If God is your light and your salvation, you need have no fear of Al Franken. But his approach may p**s you off — and you have every right to be offended. As the Catholic League’s Bill Donohue put it earlier this week: “Franken’s diatribes against Catholics are not in jest. As Hillary Clinton said about him last week, he tells ‘truth through jokes.’ And the truth is that when Franken mocks the Body and Blood of Jesus, and jokes about the discovery of ‘the complete skeleton of Jesus Christ still nailed to the cross,’ his mean-spirited digs are designed to be injurious.”
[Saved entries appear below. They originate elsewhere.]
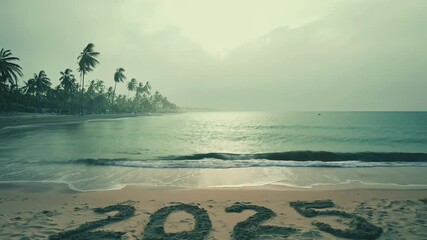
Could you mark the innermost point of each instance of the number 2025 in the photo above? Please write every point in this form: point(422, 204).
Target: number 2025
point(251, 228)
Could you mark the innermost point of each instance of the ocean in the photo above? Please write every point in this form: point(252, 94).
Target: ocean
point(222, 149)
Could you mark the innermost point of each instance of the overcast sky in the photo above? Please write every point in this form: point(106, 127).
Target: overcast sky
point(283, 55)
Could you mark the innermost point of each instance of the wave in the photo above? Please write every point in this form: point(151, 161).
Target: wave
point(323, 156)
point(278, 159)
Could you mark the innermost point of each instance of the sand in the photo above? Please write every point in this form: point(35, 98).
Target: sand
point(45, 210)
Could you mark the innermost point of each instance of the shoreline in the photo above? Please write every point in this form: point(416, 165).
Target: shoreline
point(40, 210)
point(346, 186)
point(28, 119)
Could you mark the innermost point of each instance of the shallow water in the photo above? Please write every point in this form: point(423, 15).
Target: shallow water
point(222, 149)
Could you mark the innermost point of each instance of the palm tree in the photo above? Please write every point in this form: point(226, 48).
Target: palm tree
point(69, 84)
point(132, 85)
point(87, 62)
point(37, 86)
point(68, 81)
point(119, 76)
point(9, 71)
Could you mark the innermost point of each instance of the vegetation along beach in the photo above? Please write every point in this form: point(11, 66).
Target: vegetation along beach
point(201, 119)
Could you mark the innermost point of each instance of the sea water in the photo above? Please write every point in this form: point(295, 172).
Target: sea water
point(220, 149)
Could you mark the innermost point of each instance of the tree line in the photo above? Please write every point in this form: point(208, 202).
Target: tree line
point(73, 97)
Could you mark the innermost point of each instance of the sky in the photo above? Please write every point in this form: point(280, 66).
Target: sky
point(279, 55)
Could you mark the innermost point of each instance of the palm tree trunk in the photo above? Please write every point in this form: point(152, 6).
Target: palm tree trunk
point(114, 93)
point(81, 95)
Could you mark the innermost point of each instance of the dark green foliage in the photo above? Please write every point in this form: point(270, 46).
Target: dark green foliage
point(38, 96)
point(82, 232)
point(155, 230)
point(251, 228)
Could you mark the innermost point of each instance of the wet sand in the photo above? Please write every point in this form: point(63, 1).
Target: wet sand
point(44, 210)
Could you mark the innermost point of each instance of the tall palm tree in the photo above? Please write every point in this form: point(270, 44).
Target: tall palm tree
point(132, 85)
point(119, 76)
point(38, 85)
point(87, 62)
point(68, 82)
point(9, 71)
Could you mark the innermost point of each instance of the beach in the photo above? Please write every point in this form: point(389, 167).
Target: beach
point(207, 176)
point(40, 210)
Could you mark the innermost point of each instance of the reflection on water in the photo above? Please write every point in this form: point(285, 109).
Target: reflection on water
point(37, 153)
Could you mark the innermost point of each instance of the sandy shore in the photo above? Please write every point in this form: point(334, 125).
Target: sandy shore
point(30, 118)
point(41, 210)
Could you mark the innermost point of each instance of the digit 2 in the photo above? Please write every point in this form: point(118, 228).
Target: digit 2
point(155, 230)
point(251, 228)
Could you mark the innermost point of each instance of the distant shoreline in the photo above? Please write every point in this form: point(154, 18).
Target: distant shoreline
point(21, 119)
point(36, 206)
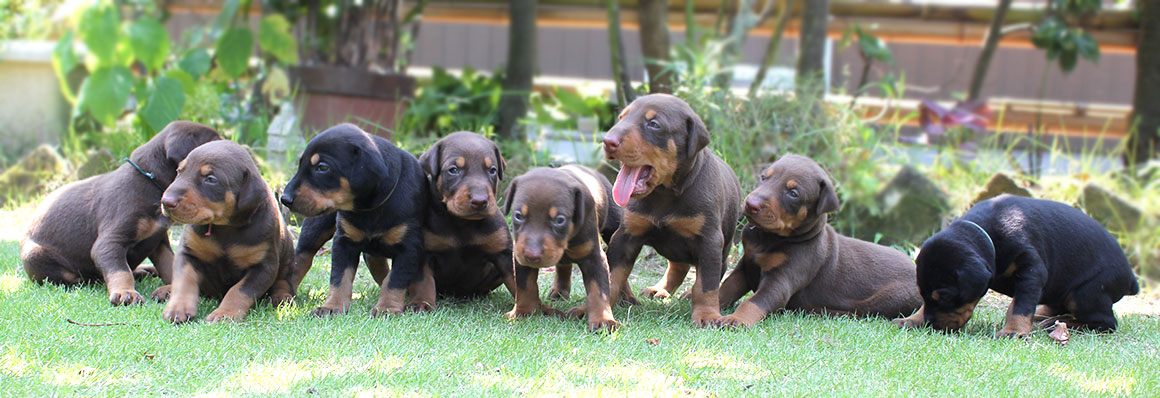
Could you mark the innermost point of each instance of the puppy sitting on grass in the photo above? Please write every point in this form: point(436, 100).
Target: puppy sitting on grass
point(234, 244)
point(557, 218)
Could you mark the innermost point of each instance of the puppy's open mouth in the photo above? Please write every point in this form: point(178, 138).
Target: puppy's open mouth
point(631, 181)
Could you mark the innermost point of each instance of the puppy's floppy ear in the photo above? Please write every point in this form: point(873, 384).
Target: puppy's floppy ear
point(827, 199)
point(430, 160)
point(698, 135)
point(508, 194)
point(499, 160)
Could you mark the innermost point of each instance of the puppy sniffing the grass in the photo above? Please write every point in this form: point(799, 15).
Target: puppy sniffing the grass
point(795, 260)
point(557, 217)
point(102, 228)
point(234, 244)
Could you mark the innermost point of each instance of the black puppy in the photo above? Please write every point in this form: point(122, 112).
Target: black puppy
point(379, 194)
point(469, 246)
point(1036, 251)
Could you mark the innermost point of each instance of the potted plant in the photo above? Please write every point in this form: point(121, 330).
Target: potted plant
point(354, 58)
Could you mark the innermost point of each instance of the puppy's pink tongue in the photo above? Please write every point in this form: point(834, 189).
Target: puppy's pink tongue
point(625, 182)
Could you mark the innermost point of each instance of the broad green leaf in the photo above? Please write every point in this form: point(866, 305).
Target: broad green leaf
point(233, 50)
point(274, 37)
point(875, 48)
point(64, 60)
point(104, 93)
point(187, 81)
point(572, 103)
point(100, 30)
point(196, 63)
point(150, 42)
point(164, 103)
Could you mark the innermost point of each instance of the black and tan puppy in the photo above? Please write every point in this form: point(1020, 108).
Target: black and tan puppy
point(557, 218)
point(1038, 252)
point(234, 244)
point(796, 261)
point(379, 194)
point(469, 246)
point(102, 228)
point(679, 197)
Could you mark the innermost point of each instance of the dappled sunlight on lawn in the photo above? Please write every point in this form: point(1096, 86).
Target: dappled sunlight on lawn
point(1094, 382)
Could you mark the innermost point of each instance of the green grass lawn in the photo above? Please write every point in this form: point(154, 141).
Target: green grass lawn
point(470, 349)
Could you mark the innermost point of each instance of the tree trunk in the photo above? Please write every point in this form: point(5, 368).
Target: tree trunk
point(653, 19)
point(624, 93)
point(812, 48)
point(521, 64)
point(770, 56)
point(1144, 142)
point(988, 49)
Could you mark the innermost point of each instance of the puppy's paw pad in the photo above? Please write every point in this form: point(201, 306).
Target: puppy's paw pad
point(125, 297)
point(161, 294)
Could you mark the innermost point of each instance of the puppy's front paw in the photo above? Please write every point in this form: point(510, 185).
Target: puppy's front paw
point(225, 315)
point(655, 292)
point(327, 311)
point(558, 295)
point(161, 294)
point(384, 311)
point(179, 312)
point(733, 321)
point(125, 297)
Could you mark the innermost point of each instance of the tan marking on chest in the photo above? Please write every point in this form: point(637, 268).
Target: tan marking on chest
point(579, 251)
point(350, 231)
point(437, 243)
point(768, 261)
point(245, 257)
point(147, 228)
point(394, 234)
point(494, 241)
point(686, 226)
point(202, 247)
point(637, 224)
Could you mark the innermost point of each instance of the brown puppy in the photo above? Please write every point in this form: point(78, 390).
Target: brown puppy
point(234, 244)
point(558, 217)
point(796, 261)
point(469, 246)
point(102, 228)
point(684, 200)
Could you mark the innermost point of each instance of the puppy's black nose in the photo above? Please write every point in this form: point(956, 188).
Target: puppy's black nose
point(752, 207)
point(478, 201)
point(611, 143)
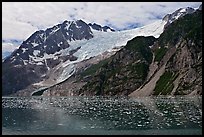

It’s a free country, and if the people of Minnesota want someone with such disregard for the sacred in the Senate — not to mention one who is way too comfortable giving the impression that porn and even child abuse and sexual violence are just one big joke — they are at liberty to send him there. But I hope they know who Al Franken is before they make the call on Tuesday. The choice will not only be a signal from Minnesota, but a defining of the Senate down. I know the Senate’s performance can leave a lot to be desired, but it’s still no joke.

— Kathryn Jean Lopez is the editor of National Review Online.